IN : Quelles sont-elles?

J.P. : La blockchain. Ce système de certification décentralisé appartient à tout le monde donc à personne en particulier. L’idée est de créer un espace économique pour le bien commun et universel mais nous savons tous que l’enfer est pavé de bonnes intentions. L’histoire a toujours tendance à bégayer et les doux rêveurs oublient souvent que le capitalisme à le pouvoir de tout récupérer et de remporter la mise finale.

IN : Vous semblez bien fataliste…

J.P. :  Pour financer les nouvelles technologies sur le web, vous avez besoin de capitaux et les fonds qui les fournissent attendent des retours sur leurs investissements. Les deux premières déclinaisons du web ont été récupérées par les intérêts financiers et tout prête à penser que le Web3 le sera également.

IN : N’est-ce pas déjà le cas ?

J.P. : Sans aucun doute.

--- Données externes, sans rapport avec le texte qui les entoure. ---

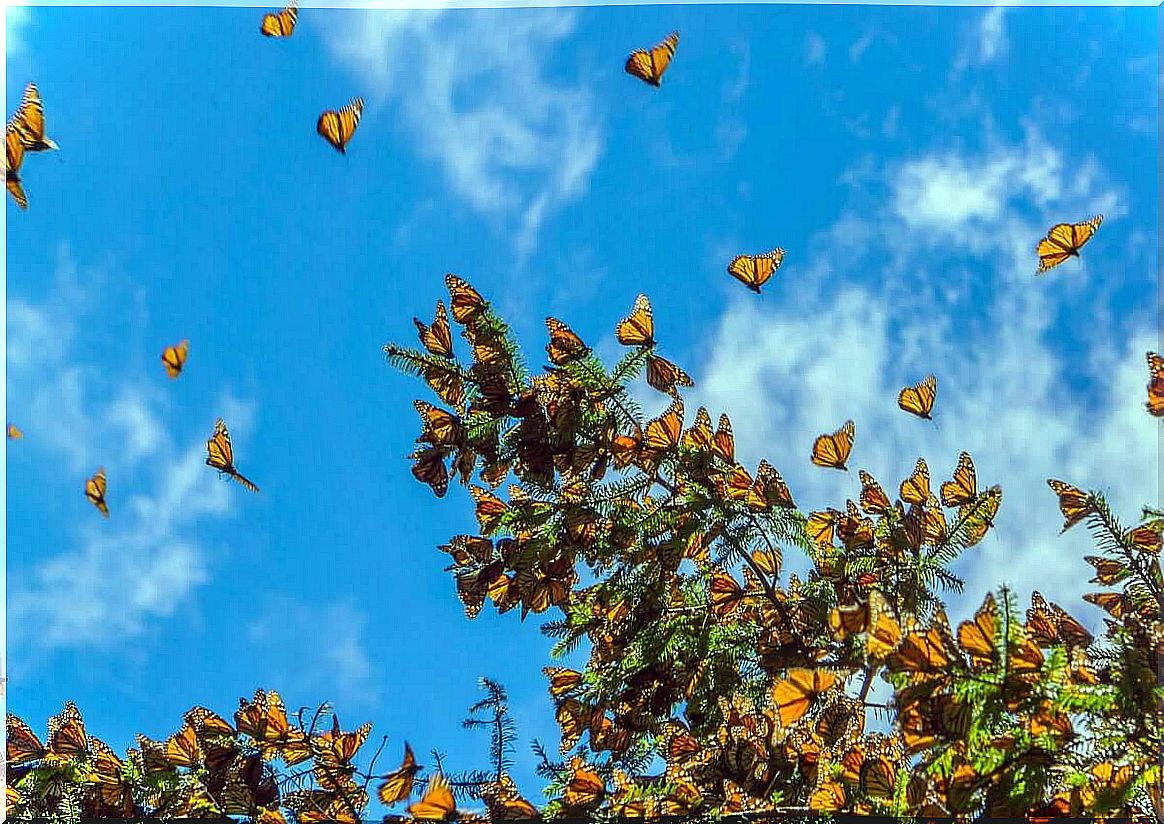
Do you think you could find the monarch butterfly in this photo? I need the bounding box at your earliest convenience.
[377,741,420,807]
[85,468,109,518]
[626,31,679,88]
[407,773,456,821]
[478,773,538,822]
[900,457,930,505]
[1035,214,1103,275]
[562,755,606,808]
[728,248,785,294]
[858,469,893,516]
[755,459,796,510]
[6,712,48,767]
[615,294,654,347]
[546,318,590,367]
[162,340,190,378]
[958,594,999,669]
[897,375,938,420]
[941,452,978,506]
[412,300,453,357]
[165,723,205,767]
[3,123,28,208]
[772,668,837,730]
[206,418,258,492]
[8,83,61,151]
[258,0,299,37]
[812,420,857,471]
[315,98,363,155]
[1046,478,1095,533]
[47,701,88,763]
[445,274,485,324]
[647,355,695,395]
[1144,351,1164,418]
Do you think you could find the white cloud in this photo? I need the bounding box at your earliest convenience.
[326,9,602,255]
[7,247,249,651]
[247,598,379,709]
[687,130,1158,628]
[953,6,1009,73]
[804,31,828,66]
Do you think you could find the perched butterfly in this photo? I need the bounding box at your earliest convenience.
[900,457,930,505]
[772,669,837,730]
[647,355,695,395]
[85,468,109,518]
[728,248,785,294]
[1035,214,1103,275]
[8,83,61,151]
[409,773,456,821]
[412,300,453,357]
[3,123,28,208]
[546,318,590,367]
[897,375,938,420]
[615,294,654,346]
[315,98,363,155]
[162,341,190,378]
[206,418,258,492]
[7,712,48,767]
[445,274,485,324]
[258,0,299,37]
[941,452,978,506]
[1144,351,1164,418]
[1046,478,1095,532]
[812,420,857,471]
[626,31,679,87]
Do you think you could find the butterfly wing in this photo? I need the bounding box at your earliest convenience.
[85,469,109,518]
[626,31,679,87]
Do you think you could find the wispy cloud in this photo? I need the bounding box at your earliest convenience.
[953,6,1009,73]
[7,251,249,652]
[247,598,379,709]
[804,31,828,66]
[688,123,1158,626]
[325,9,602,255]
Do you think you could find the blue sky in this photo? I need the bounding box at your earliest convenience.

Les cryptomonnaies sont aujourd’hui des outils spéculatifs qui sont utilisés par les fonds comme les subprimes dans le passé. Les jeunes sont aussi très présents sur ce marché mais leur seul objectif est de gagner de l’argent. Les plateformes de trading sont également très ludiques. En deux clics, un internaute peut acheter un vendre une cryptomonnaie. Ces sites ressemblent à celui des jeux en ligne et des casinos. Les jeunes font des paris et comparent leurs performances avec leurs copains. C’est pour cette raison que j’ai toujours dit que les cryptos n’étaient pas de véritables monnaies car une monnaie a besoin d’être relativement stable pour permettre les échanges. Un boulanger ou un boucher ne peux pas vendre une baguette ou un steak s’il n’est pas assuré de savoir exactement la valeur de la devise que son client va lui donner à la caisse.

IN : Parallèlement aux cryptos, beaucoup parlent de la « révolution » du métavers…

J.P. : Les fonds et les marques investissent en effet lourdement dans les métavers mais leurs objectifs est, là aussi, de dégager de confortables rendements qui viendront compléter ceux gagnés en Bourse. Les cabinets de conseil alimentent également le rêve auprès de leurs clients afin de décrocher des missions ? Tout ceci entretient une bulle. Le Web3 commence donc déjà à être récupéré par le capitalisme.

IN : Que va-t-il se passer si cette bulle venait à éclater ?

J.P. : Je suis un éternel optimiste. Si la bulle éclate, il en restera toujours quelque chose. Actuellement, des milliards de dollars sont dépensés dans les Web3 et notamment dans les métavers. Même si ce marché ne connaît pas l’essor espéré et que les investisseurs réduisent leurs dépenses brutalement, le boom actuel va nous permettre, d’accroître nos connaissances, de découvrir de nouveaux outils et de développer de nouvelles technologies qui nous seront utiles à l’avenir.